Handling LP-Rounding for Hierarchical Clustering and Fitting Distances by Ultrametrics
Hyung-Chan An, Mong-Jen Kao, Changyeol Lee, Mu-Ting Lee
TL;DR
The paper studies hierarchical correlation clustering on a complete graph with $\ell$ layers, connecting the problem to fitting distances by ultrametrics (numerical taxonomy). It introduces a simple LP-rounding paradigm that achieves a $25.7846$-approximation by exploiting a key LP-property that bounds the contribution of non-edge pairs with distance $<1$ to the objective, and by decomposing the rounding into a pre-clustering step with diameter $<\frac{1}{3}$ and a bottom-up set-merging procedure guided by layer structure. The approach yields a clean interpretation as cuts with prescribed average distances and, as a corollary, yields a simple $(5)$-approximation for ultrametric-violation distance, matching or simplifying prior results. The framework opens avenues for improving hierarchical clustering objectives and extending to other ultrametric-fitting variants.
Abstract
We consider the classic correlation clustering problem in the hierarchical setting. Given a complete graph $G=(V,E)$ and $\ell$ layers of input information, where the input of each layer consists of a nonnegative weight and a labeling of the edges with either + or -, this problem seeks to compute for each layer a partition of $V$ such that the partition for any non-top layer subdivides the partition in the upper-layer and the weighted number of disagreements over the layers is minimized. Hierarchical correlation clustering is a natural formulation of the classic problem of fitting distances by ultrametrics, which is further known as numerical taxonomy in the literature.
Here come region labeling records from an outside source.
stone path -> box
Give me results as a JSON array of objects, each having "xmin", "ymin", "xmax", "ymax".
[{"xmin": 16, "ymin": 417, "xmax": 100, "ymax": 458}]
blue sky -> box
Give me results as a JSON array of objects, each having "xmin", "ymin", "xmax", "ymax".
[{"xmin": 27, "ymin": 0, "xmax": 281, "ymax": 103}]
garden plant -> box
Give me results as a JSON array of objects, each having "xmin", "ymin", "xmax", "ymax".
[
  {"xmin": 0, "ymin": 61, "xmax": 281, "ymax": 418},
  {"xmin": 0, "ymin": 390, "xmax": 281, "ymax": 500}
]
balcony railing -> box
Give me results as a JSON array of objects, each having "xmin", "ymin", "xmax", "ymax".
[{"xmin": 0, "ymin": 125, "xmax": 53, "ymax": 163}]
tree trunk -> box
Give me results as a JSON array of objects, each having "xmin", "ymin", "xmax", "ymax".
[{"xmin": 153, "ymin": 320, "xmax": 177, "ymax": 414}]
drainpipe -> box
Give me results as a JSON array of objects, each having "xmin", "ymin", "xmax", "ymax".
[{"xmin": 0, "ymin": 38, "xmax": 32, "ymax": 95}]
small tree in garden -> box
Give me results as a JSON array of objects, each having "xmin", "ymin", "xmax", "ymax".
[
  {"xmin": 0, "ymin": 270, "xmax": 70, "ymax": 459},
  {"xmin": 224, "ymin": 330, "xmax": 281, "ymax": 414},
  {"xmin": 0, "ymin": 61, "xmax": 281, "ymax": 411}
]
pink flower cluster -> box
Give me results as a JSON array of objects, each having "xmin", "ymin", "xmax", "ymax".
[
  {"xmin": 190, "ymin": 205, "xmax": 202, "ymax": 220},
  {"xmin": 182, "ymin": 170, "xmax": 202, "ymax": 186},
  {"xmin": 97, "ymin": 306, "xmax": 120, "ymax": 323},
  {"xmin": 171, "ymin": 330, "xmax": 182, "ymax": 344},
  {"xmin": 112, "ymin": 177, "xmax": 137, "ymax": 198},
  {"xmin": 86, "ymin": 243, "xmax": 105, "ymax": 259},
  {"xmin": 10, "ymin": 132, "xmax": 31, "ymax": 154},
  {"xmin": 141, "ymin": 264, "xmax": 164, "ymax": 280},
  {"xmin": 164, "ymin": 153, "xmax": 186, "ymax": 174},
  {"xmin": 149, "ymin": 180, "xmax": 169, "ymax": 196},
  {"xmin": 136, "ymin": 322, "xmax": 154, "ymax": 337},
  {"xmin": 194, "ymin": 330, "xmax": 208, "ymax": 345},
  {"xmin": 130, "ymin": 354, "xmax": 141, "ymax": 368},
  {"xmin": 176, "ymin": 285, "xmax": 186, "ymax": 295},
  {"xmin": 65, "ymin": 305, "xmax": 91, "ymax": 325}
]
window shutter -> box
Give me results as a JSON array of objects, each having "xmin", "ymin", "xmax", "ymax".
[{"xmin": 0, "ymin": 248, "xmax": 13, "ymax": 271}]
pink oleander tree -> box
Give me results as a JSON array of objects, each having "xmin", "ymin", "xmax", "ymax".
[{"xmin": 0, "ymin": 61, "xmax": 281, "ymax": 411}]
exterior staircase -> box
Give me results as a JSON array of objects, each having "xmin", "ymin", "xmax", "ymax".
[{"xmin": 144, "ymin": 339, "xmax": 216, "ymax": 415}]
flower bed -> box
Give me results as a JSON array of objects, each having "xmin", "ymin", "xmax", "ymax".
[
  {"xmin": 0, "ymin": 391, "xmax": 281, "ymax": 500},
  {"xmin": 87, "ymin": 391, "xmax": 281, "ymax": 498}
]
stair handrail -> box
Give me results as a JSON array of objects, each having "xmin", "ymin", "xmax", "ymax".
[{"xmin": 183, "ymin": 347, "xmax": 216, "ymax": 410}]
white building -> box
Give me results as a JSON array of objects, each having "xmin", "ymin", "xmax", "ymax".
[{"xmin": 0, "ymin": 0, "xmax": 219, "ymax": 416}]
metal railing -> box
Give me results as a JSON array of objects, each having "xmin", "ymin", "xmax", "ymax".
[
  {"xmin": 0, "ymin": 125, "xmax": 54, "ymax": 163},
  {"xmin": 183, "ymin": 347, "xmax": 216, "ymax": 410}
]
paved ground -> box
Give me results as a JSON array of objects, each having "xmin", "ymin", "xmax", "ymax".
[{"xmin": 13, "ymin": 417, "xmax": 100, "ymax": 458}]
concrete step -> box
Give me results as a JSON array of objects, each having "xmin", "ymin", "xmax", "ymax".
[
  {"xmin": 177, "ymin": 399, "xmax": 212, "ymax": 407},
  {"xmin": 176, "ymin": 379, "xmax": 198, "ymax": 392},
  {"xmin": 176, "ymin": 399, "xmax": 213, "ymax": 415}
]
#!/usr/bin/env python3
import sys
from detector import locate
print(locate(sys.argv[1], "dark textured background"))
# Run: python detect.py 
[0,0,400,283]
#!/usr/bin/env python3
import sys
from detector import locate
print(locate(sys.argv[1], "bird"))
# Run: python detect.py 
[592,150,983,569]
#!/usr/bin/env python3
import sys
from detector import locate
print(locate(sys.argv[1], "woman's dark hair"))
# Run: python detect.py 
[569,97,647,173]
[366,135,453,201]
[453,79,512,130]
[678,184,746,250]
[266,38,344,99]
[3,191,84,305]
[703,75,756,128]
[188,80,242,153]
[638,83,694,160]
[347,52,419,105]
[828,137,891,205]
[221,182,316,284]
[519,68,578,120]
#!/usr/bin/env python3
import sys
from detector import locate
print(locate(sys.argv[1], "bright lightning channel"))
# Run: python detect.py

While single-layer correlation clustering received wide attention since it was introduced and major progress evolved in the past three years, few is known for this problem in the hierarchical setting. The lack of understanding and adequate tools is reflected in the large approximation ratio known for this problem originating from 2021. In this work we make both conceptual and technical contributions towards the hierarchical clustering problem. We present a simple paradigm that greatly facilitates LP-rounding in hierarchical clustering, illustrated with an algorithm providing a significantly improved approximation guarantee of 25.7846 for the hierarchical correlation clustering problem. Our techniques reveal surprising new properties of the formulation presented and subsequently used in previous works for hierarchical clustering over the past two decades. This provides an interpretation on the core problem in hierarchical clustering as the problem of finding cuts with prescribed properties regarding average distances. We further illustrate this perspective by showing that a direct application of the techniques gives a simple alternative to the state-of-the-art result for the ultrametric violation distance problem.